Sections 1128(a)(1) and 1128(c)(3)(B) of the Act mandate that the
Petitioner herein be excluded from Medicare and Medicaid for a
period of at least five years because of her conviction of a
criminal offense related to the delivery of services under
Medicaid. Neither the I.G. nor an ALJ is authorized to reduce a
five-year minimum mandatory exclusion.

Petitioner's five-year exclusion is, therefore, sustained.

________________________
Joseph K. Riotto
Administrative Law Judge

1. I refer to all programs from which Petitioner has been
excluded, other than Medicare, as "Medicaid."

2. I cite to Petitioner's brief as P. Br. at (page).
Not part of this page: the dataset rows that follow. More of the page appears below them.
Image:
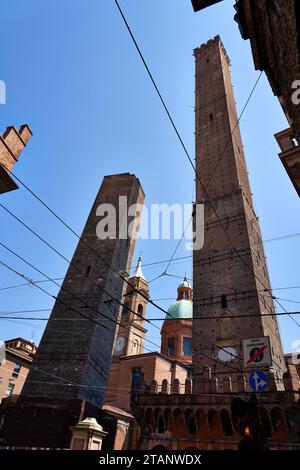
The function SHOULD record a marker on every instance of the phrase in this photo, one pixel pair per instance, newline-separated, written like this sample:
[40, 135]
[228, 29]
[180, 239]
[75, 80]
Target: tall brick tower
[73, 349]
[12, 143]
[230, 272]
I cite to
the I.G.'s brief as I.G. Br. at (page). Petitioner submitted one
exhibit with her brief, which I cite to as P. Ex. 1. The I.G.
submitted nine exhibits with her brief, which I cite to as I.G.
Exs. 1-9. Since neither party has objected to the exhibits offered
by the other party, I admit P. Ex. 1 and I.G. Exs. 1-9 into
evidence.

3. Petitioner asserts that she pled no contest to the two
counts of filing false Medicaid claims, but she has not offered any
evidence to support her contention. However, even if I accept
Petitioner's statement as true, it is immaterial here whether
Petitioner pled guilty or no contest to the charges against her.
This is because the definition of "conviction" under section
1128(i)(3) of the Act, includes "when a plea of [either] guilty or
nolo contendre by the individual or entity has been accepted by a
Federal, State or local court." Emphasis added.

4. Dr. Kazangy's case has never been before the Departmental
Appeals Board (DAB) and Petitioner did not provide any evidence of
an agreement between Dr. Kazangy and the I.G. Therefore,
Petitioner's assertions regarding Dr. Kazangy are mere allegations.